As we detailed yesterday, a healthcare worker in Alaska has reportedly been hospitalized with a serious allergic reaction after taking Pfizer’s Covid-19 vaccine. However, what stood out, in this case, was the fact that the health worker had no reported history of drug allergies, unlike others who’ve suffered such reactions.
The reaction was reportedly similar to the anaphylactic shock suffered by multiple healthcare workers in the UK, where the Pfizer-BioNTech jab was approved earlier this month and RT reports that, in a statement, Pfizer said that it is “working with local health authorities” to assess the details of the report about a “potential serious allergic reaction,” pledging to “closely monitor all reports suggestive of serious allergic reactions following vaccination” and “update labeling language if needed.”
They also added that “there were no safety signals of concern identified in our clinical trials, including no signal of serious allergic reactions associated with the vaccine.”

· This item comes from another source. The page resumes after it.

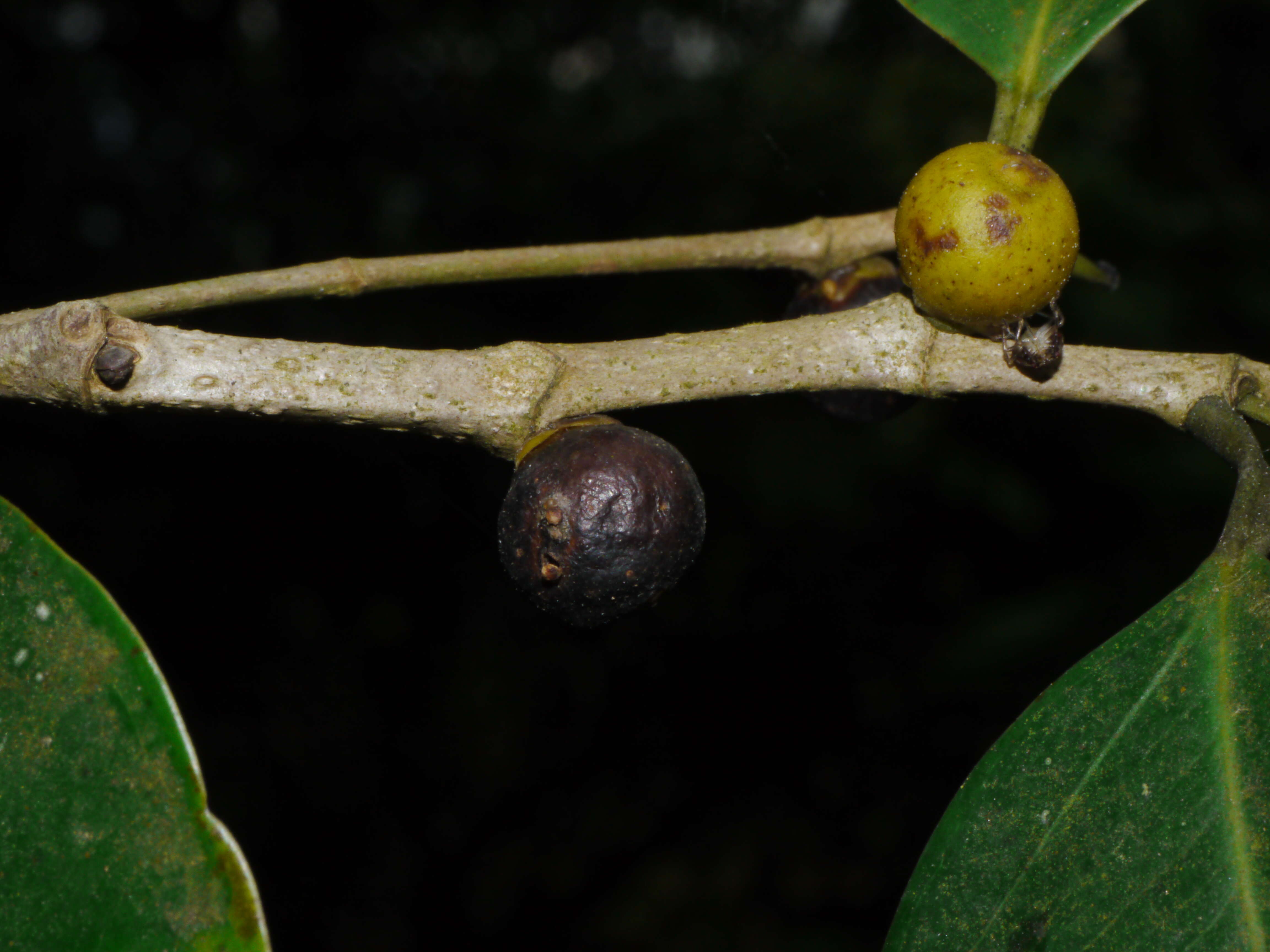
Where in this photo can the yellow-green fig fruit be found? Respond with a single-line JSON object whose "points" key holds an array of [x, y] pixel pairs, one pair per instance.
{"points": [[987, 235]]}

As a reminder, UK health authorities have warned people with any history of “anaphylaxis to a vaccine, medicine, or food” away from getting the Covid-19 shot, and suggested that facilities set up to administer the vaccine be equipped with “resuscitation equipment” – guidance echoed in Pfizer’s own prescribing information.

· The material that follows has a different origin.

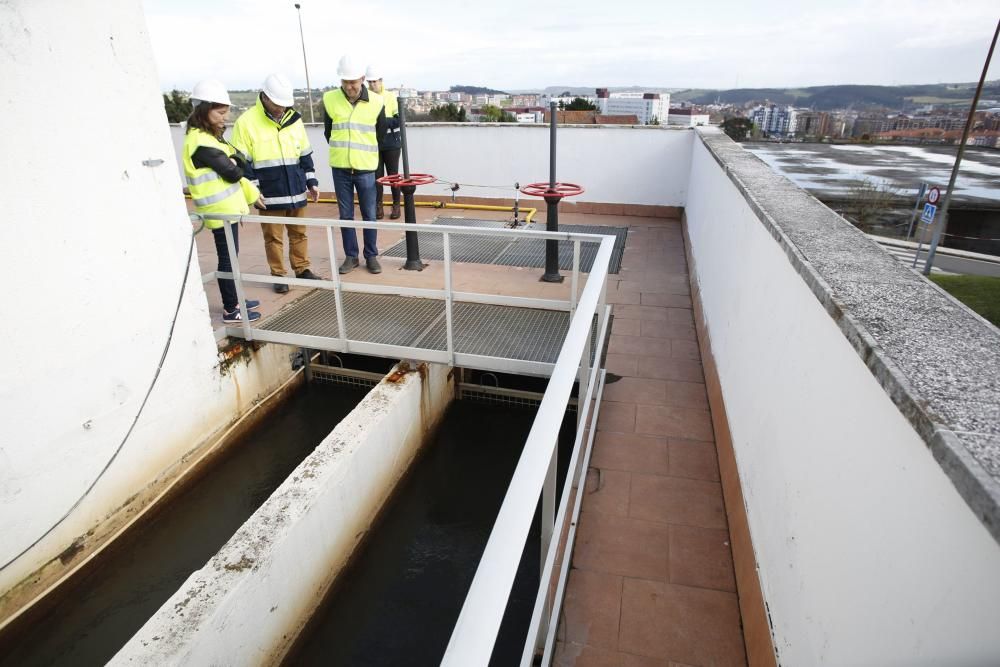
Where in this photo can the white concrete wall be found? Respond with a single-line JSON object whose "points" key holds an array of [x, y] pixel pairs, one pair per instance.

In the US, providers have been advised against giving the vaccine to anyone with a “known history of a severe allergic reaction” to “any component of the vaccine.”
Elsewhere, additional glitches are occurring (over and above yesterday’s), some of the first doses of the Pfizer Inc.-BioNTech SE Covid-19 vaccine were held up from delivery in the U.S. this week and sent back to the company because they were colder than anticipated. Bloomberg reports that Gustave Perna, the army general who serves as Operation Warp Speed’s chief operations officer, said that two trays of vials at two California locations were colder than they are supposed to be. The same thing happened at one location in Alabama, Perna said at a news briefing Wednesday.

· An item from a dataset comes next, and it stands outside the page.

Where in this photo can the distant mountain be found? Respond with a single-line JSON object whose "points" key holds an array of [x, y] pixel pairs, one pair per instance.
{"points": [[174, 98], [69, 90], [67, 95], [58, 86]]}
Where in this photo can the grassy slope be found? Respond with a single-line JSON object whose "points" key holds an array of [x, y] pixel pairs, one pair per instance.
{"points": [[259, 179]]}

Each of the four trays could likely be used to vaccinate 975 people. Pfizer has said its formula needs to be stored at 70 degrees below zero Celsius, the equivalent of negative 94 degrees below zero Fahrenheit. About 2.9 million doses are being distributed across the U.S. this week.
The four trays never left the trucks they arrived on, Perna said, adding “we were taking no chances.”
Pfizer, the Food and Drug Administration, and the Centers for Disease Control and Prevention are all working to determine whether the formula can still be used when it reaches such low temperatures, according to Perna.